UK’s HM Revenue & Customs (“HMRC”) have issued brief general guidance.
Depending on the type of property, it may be sufficient to obtain more than one valuation from local estate agents. However, we recommend that the valuation as at 6th April 2015 be obtained from a professional surveyor.
A professional valuation from a Chartered Surveyor should ideally be obtained on or near to 6th April 2015 as this will provide the best evidence of the property’s market value at that time. Alternatively, an “historic” 6th April 2015 valuation could be obtained at the time of a future sale but this may be less secure as HMRC might well challenge any valuation which they consider to be unrealistic.
The Tax rates
For individuals the rate of tax on any gains made will be 18% or 28% depending on the individual’s UK income and the amount of any gain on disposal of the property. Non-resident individuals will be entitled to the same annual exemption as UK residents i.e. £11,100 in 2015/16. Assuming the non-UK resident has no taxable UK income, then gains in excess of approximately £50,000 on disposal of UK residential property in a tax year will fall within the 28% CGT charge.
Who is affected by the new charge?
The new regime affects non-UK resident individuals, trustees, closely-held companies and partners in partnerships disposing of a UK residential property interest.
To avoid discouraging institutional investment in UK residential property, the legislation will not extended the charge to companies, which are used as the private investment vehicle of individuals, families or small groups of investors. The definition of a “residential property interest” is wide and includes property of any value, which is suitable for use as a dwelling (or is being constructed or adapted for use as a dwelling). The charge will also be triggered by the assignment of rights to acquire a UK residential property, such as the sale of a purchase contract for a property in a new development. Thus, so-called “flipping” of contracts by non-UK residents will be potentially taxable.
Principal Private Resident relief
In reality most of us do not pay any tax when we sell our homes because of a relief (known as principal private residence relief or “PPR”) that exempts any gains arising from CGT. There are limits and exceptions for instance where the property is let out or unoccupied for limited periods or the grounds are very large. Where someone owns more than one home, whether in the UK or abroad, they can nominate which of these qualifies for PPR.
Therefore, PPR from CGT will be available to non-resident individuals (and non-resident trustees where a beneficiary meets the qualifying conditions for an individual) but only for tax years in which the individual or their spouse have spent at least 90 midnights in the property.

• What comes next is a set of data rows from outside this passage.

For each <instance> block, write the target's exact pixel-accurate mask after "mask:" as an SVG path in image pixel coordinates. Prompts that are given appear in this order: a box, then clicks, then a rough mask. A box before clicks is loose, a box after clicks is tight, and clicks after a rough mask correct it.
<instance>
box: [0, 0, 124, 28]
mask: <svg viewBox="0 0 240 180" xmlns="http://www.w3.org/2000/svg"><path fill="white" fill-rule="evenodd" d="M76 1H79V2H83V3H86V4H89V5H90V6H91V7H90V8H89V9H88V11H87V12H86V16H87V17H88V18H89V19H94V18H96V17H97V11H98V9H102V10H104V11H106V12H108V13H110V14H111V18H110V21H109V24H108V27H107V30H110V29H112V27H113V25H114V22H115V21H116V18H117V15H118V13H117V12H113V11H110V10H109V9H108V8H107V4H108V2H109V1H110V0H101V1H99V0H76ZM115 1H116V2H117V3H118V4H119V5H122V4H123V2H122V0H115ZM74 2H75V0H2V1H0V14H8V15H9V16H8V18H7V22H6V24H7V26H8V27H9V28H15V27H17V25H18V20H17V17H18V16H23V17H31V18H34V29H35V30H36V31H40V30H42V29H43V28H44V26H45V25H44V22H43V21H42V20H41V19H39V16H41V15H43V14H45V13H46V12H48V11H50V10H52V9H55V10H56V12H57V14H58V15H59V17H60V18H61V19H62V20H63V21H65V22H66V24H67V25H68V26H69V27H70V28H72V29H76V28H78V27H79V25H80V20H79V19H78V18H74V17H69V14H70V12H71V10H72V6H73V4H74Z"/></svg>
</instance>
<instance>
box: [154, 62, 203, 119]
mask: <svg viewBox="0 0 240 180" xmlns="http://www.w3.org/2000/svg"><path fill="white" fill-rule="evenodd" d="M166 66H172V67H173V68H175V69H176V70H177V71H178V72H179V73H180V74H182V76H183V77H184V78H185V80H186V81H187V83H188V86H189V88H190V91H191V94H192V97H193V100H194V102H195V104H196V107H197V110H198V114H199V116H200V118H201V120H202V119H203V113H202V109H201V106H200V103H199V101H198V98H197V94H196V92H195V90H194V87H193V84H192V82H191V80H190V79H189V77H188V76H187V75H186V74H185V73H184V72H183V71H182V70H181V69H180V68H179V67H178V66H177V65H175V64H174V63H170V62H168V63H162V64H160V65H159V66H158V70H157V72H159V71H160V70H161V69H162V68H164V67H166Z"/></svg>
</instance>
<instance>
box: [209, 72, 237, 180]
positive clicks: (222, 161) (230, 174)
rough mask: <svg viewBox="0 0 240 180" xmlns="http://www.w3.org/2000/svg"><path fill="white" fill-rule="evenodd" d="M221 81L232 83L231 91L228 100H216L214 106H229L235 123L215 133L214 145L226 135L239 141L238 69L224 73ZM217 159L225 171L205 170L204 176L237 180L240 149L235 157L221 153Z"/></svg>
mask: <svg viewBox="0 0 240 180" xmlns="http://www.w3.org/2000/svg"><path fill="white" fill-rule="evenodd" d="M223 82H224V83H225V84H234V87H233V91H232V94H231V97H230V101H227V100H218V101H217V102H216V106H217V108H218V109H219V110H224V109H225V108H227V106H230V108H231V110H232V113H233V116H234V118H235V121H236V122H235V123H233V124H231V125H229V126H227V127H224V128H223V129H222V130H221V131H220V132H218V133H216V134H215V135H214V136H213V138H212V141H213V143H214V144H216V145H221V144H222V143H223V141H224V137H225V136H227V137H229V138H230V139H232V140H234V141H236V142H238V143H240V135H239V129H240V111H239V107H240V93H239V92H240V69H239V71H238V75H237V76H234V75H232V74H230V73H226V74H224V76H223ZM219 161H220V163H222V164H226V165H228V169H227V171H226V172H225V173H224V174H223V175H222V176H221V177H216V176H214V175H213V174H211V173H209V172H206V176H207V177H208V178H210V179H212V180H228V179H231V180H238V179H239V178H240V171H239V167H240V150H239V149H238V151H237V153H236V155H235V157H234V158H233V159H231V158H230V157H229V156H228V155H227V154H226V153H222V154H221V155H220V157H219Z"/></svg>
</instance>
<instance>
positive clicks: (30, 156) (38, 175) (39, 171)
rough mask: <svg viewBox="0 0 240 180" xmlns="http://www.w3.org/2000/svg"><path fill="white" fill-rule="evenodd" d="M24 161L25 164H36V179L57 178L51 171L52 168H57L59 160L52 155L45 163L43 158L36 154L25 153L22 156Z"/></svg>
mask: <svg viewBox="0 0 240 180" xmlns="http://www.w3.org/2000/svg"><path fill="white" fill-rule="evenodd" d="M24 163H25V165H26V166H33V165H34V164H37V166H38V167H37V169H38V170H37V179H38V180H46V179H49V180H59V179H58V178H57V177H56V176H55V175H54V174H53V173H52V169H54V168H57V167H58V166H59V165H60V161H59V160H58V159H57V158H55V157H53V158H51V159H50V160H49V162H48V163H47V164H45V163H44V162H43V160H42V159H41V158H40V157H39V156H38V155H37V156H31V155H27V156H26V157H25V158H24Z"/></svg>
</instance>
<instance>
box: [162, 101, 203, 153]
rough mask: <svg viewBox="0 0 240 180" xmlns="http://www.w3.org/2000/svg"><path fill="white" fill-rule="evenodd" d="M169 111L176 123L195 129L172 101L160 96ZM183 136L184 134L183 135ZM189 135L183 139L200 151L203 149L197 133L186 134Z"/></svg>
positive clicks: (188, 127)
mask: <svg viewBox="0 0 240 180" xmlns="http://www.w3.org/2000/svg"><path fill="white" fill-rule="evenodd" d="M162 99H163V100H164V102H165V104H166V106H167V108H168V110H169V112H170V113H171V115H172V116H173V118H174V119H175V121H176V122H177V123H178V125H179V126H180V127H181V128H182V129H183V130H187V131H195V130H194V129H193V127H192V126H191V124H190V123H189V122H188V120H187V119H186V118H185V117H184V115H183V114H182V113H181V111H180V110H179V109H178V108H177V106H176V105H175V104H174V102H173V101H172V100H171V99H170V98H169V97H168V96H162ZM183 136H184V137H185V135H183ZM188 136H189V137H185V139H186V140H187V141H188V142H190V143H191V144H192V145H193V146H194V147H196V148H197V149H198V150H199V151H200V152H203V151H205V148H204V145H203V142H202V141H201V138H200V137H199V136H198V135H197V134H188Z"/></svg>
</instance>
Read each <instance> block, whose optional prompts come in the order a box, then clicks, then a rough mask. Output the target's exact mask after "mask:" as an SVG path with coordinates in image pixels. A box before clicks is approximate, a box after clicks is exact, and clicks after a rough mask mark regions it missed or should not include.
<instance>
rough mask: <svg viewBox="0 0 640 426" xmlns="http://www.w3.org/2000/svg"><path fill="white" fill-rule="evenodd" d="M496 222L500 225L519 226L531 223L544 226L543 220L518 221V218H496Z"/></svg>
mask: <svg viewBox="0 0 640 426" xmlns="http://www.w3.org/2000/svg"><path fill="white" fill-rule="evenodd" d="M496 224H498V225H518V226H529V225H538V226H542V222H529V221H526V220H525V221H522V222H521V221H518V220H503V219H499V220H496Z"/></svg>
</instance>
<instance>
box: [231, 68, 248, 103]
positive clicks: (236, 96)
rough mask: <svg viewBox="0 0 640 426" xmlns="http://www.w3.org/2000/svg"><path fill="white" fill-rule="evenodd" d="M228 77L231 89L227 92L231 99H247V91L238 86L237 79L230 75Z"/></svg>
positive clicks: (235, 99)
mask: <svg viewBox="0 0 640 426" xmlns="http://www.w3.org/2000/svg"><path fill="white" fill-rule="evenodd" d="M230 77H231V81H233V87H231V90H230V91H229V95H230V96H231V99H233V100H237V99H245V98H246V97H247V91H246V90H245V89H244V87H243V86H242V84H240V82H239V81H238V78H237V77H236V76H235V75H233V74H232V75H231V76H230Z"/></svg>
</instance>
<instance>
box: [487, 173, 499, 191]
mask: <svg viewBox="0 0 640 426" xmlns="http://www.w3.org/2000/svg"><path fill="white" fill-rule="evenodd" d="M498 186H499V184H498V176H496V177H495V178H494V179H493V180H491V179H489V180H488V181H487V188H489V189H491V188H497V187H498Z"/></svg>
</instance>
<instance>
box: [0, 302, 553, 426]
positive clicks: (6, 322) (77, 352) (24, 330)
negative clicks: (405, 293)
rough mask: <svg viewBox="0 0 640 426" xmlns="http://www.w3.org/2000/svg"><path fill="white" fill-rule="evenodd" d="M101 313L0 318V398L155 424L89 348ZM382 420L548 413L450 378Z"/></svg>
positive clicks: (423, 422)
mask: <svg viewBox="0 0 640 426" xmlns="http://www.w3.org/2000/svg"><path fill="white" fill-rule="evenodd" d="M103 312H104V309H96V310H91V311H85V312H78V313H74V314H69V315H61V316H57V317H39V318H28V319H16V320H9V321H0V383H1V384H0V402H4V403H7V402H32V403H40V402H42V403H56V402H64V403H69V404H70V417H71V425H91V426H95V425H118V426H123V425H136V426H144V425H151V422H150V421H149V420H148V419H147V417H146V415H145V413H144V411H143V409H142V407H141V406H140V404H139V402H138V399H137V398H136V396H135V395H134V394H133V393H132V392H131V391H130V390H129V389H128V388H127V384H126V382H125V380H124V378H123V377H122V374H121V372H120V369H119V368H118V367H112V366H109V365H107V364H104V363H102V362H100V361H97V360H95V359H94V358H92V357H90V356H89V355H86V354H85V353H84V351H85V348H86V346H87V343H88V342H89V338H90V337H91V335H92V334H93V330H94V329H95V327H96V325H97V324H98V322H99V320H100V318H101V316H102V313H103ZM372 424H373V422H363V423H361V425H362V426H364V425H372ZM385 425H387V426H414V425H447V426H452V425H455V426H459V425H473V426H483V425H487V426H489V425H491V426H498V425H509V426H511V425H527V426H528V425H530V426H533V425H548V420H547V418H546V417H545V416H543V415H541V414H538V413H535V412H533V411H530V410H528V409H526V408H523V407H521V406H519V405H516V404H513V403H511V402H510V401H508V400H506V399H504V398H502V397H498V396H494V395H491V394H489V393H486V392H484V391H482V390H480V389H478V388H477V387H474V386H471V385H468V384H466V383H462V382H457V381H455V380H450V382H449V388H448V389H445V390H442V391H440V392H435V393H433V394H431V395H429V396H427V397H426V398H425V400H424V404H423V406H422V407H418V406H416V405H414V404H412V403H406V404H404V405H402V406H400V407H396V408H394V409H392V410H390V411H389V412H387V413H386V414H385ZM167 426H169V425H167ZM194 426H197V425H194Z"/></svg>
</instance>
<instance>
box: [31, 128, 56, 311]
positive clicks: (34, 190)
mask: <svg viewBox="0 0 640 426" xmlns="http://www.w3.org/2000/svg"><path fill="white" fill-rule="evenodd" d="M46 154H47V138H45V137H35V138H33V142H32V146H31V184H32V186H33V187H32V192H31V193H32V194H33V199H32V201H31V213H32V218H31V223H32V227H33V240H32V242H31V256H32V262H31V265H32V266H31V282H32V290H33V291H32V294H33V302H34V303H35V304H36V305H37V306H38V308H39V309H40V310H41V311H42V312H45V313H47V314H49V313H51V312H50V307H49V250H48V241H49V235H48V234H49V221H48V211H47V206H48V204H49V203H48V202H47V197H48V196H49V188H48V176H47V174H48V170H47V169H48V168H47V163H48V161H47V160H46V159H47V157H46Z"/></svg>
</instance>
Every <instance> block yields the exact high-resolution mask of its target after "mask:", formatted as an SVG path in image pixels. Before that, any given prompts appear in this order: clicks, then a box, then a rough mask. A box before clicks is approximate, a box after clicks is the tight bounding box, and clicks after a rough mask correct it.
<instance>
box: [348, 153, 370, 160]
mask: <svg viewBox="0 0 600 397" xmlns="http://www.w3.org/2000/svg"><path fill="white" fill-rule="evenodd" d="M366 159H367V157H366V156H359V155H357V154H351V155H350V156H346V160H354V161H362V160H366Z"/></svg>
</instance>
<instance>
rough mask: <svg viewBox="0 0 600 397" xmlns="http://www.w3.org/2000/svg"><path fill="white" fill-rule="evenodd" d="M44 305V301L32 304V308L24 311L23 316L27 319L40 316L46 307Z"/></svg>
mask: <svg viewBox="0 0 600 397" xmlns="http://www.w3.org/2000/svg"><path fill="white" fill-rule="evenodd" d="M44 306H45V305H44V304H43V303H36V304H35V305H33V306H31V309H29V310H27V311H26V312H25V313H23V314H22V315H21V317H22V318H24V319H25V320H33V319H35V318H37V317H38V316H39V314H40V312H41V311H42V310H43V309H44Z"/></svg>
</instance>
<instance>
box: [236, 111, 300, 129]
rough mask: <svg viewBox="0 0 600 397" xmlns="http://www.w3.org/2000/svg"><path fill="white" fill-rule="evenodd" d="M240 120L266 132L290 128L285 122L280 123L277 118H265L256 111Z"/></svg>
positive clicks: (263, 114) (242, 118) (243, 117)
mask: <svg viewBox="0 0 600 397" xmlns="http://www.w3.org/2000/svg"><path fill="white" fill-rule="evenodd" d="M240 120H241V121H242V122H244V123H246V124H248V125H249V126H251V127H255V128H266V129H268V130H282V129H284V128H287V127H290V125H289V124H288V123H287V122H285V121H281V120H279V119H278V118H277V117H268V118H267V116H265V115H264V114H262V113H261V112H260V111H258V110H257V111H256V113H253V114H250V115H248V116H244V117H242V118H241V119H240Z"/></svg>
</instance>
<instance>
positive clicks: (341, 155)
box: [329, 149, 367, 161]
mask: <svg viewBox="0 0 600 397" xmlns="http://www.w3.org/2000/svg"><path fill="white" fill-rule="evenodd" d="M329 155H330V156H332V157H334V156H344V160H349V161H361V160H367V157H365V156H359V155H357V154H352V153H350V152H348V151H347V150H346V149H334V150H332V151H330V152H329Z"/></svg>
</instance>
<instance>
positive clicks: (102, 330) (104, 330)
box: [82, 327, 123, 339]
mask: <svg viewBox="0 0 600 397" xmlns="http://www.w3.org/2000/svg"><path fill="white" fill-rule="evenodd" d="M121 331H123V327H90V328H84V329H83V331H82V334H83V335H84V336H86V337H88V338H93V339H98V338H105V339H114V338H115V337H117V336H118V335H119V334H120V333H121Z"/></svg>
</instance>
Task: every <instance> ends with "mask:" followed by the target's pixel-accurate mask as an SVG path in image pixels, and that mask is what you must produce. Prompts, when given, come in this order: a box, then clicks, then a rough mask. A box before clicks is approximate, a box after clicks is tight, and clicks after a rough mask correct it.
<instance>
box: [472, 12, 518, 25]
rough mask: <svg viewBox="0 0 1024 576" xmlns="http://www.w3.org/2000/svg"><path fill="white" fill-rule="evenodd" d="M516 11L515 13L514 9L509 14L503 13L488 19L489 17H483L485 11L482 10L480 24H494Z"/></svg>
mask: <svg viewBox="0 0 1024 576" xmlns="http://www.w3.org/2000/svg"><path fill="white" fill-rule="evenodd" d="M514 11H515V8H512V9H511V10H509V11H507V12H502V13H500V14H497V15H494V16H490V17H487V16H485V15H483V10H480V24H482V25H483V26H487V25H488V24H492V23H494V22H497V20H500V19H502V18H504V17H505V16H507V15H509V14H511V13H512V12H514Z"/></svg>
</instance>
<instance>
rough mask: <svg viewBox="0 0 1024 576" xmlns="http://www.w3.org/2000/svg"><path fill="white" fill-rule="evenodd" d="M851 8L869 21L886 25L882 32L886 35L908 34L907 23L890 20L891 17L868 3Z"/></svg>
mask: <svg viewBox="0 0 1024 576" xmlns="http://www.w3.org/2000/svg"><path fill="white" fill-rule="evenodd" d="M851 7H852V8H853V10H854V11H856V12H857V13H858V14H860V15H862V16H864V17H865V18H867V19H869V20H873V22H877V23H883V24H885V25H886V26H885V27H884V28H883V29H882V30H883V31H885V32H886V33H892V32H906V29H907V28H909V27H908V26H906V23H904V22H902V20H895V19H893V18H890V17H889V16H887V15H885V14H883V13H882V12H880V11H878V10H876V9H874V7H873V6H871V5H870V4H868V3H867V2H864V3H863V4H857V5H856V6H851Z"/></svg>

Reporting and paying the tax
Individuals and companies will need to report relevant disposals to the UK’s HM Revenue and Customs within 30 days (regardless of whether a gain has been realised). Where there is an existing relationship with HMRC they may pay the tax due as part of their self-assessment return, otherwise payment must be made within 30 days of the disposal.
A return to HMRC will usually be required even in cases where there is no chargeable gain, for example, because the gain is within the CGT annual exempt amount.
FOR PORTUGAL TAX RESIDENTS, don’t forget that we are liable for tax on our worldwide income and gains so normally; the gain will be calculated by the sale price less the purchase price and any identifiable improvement costs. Any tax paid in the UK will normally be credited against any Portugal tax due under the tax treaty arrangements.